Los autónomos no sólo son responsables de acreditar sus propias deducciones ante Hacienda. Ahora, el Tribunal Supremo ha emitido una sentencia en la que aclara que son los empleadores y no los empleados los que tienen que justificar las exenciones en IRPF por gastos de desplazamiento o dietas. 

Así lo reconoce la sentencia 110/2025, de la Sala de lo Contencioso Administrativa del Tribunal Supremo. Según este nuevo fallo, que sienta doctrina, «no es al empleado al que corresponde probar la realidad de los desplazamientos y gastos de manutención y estancia a los efectos de su no sujeción al IRPF». A juicio del Alto Tribunal el responsable de acreditar que realmente ha existido estos gastos debería ser el autónomo que tiene contratado a ese trabajador. A pesar de que no sea él quien disfrute de este beneficio fiscal».

La sentencia hace referencia a las exenciones en la declaración de la RENTA de las que se pueden beneficiar los trabajadores que cobran una parte de su salario destinado a gastos por desplazamiento, dietas o conceptos similares. Este beneficio fiscal está recogido en los artículos 17.1 d) de la Ley 35/2006, de 28 de noviembre, del  IRPF y en el 9 a del reglamento de este mismo impuesto. 

Ambas normas dicen que están exceptuadas de impuestos las asignaciones que hagan las empresas a sus empleados para gastos de locomoción y gastos normales de manutención y estancia en establecimientos de hostelería que cumplan los requisitos y límites que se señalan en el artículo 9 del Reglamento del Impuesto. Estos umbrales son, por ejemplo, de 15 o 25 euros diarios  para estancias o de más de 53 o 93 euros para dietas.

Según explicó José María Salcedo, abogado fiscalista de Salcedo Tax Litigation, «en ambos casos, lo que venia haciendo la Agencia Tributaria es exigir al beneficiario de estas ventajas fiscales, es decir al empleado, que acreditara que realmente han existido esos desplazamientos o dietas para poder así aplicar esa exención. Sin embargo, la justicia ya venía repitiendo que el responsable de justificarlos es el negocio que paga estas asignaciones».  
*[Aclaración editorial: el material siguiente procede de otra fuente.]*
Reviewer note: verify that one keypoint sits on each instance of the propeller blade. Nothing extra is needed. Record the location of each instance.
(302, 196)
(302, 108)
Hacienda debe pedir a los autónomos y no a sus empleados que acrediten las exenciones en IRPF

El Supremo aclaró a través de esta sentencia a quién debería exigir Hacienda los comprobantes de unas dietas o gastos de viaje para que estén exentos de pagar impuestos. «El fallo dice que puede solicitarlas directamente al trabajador, sino que debe pedírselas a la empresa, que es quien tiene la obligación de demostrar que esos pagos se hicieron por motivos de trabajo, en un lugar y día específicos. De hecho, por no hacerlo así, se han cerrado decenas de reclamaciones de la Administración a los trabajadores», aseguró Salcedo

La aclaración se ha llevado a cabo en un litigio promovido por un empleado que, tras ver denegadas varias reclamaciones contra la Administración ante el Tribunal Económico-Administrativo Regional de Andalucía, interpuso finalmente un recurso de casación frente a la Sala de lo Contencioso del Tribunal Supremo.
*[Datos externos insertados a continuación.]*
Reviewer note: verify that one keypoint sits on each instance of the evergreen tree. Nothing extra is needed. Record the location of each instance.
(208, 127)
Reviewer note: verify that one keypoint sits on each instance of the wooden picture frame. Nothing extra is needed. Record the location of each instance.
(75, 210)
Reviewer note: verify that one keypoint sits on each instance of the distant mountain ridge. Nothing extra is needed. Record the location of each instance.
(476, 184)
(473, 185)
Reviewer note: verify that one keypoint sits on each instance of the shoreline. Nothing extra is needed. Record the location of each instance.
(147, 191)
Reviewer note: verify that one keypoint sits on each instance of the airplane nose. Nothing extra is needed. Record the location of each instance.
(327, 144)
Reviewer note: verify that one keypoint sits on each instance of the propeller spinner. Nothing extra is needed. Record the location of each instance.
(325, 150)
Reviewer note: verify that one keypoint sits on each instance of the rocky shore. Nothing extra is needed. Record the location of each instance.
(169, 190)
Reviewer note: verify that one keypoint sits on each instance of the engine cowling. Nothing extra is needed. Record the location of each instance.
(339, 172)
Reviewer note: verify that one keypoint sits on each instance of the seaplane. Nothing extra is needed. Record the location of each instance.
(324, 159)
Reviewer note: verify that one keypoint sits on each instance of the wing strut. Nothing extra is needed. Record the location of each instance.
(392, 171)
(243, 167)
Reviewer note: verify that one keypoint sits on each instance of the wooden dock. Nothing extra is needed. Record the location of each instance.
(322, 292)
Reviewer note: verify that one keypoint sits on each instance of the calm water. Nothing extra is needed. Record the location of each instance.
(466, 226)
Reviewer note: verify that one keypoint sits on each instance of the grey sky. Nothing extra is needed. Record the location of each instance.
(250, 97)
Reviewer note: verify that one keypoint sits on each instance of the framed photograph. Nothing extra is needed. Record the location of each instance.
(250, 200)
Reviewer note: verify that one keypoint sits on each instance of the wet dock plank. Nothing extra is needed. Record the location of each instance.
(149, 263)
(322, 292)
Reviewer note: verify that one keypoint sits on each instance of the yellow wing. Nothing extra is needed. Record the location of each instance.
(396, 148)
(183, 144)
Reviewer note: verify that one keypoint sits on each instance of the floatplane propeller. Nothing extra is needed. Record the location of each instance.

Tras esta sentencia, que marca doctrina, el Alto Tribunal ha recordado que, a los efectos de la no sujeción al IRPF de los desplazamientos y gastos de manutención y estancia, la Administración debe dirigirse para su acreditación al empleador. Sería el negocio quien estará «obligado a acreditar que las cantidades abonadas por aquellos conceptos responden a desplazamientos realizados en determinado día y lugar, por motivo o por razón del desarrollo de su actividad laboral.».

 Aunque el negocio sea quien lo acredite, las consecuencias son para el empleado  

Según explicó el socio de Salcedo Tax Litigation, esto ya se había planteado en anteriores sentencias, algunas incluso de 2020.  Con este nuevo fallo, ha quedado aclarado que la carga de la prueba es del empleador y que si Hacienda se lo exige al empleado, la reclamación se anularía. 
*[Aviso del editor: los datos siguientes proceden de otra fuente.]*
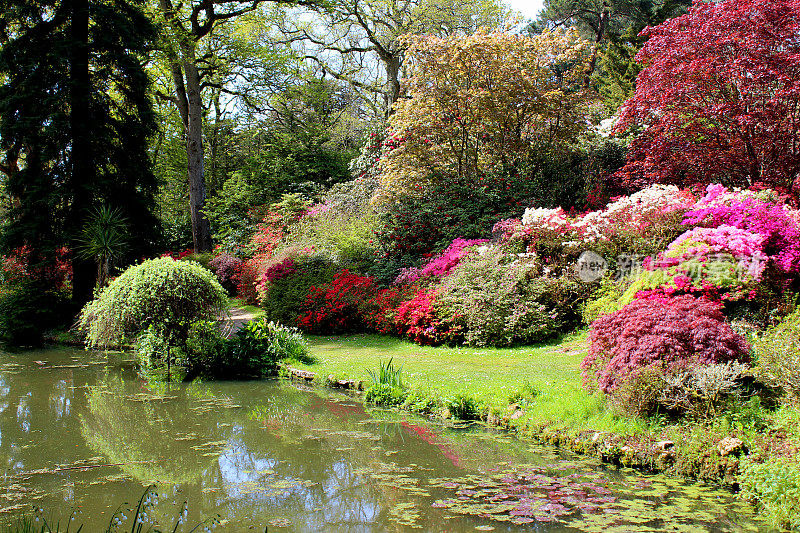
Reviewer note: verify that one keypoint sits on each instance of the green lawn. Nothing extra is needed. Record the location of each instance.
(491, 376)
Otra cosa distinta son las consecuencias. Aunque sea el negocio el responsable de justificar que el dinero que se ha pagado se ha invertido en determinado desplazamiento o en una dieta, el responsable final si no se acredita convenientemente será, fundamentalmente el empleado. «En este caso, si la justificación no está bien hecha, en un primer momento lo que se hará será una liquidación paralela y no tendrá derecho a la exención en IRPF», apuntó Salcedo.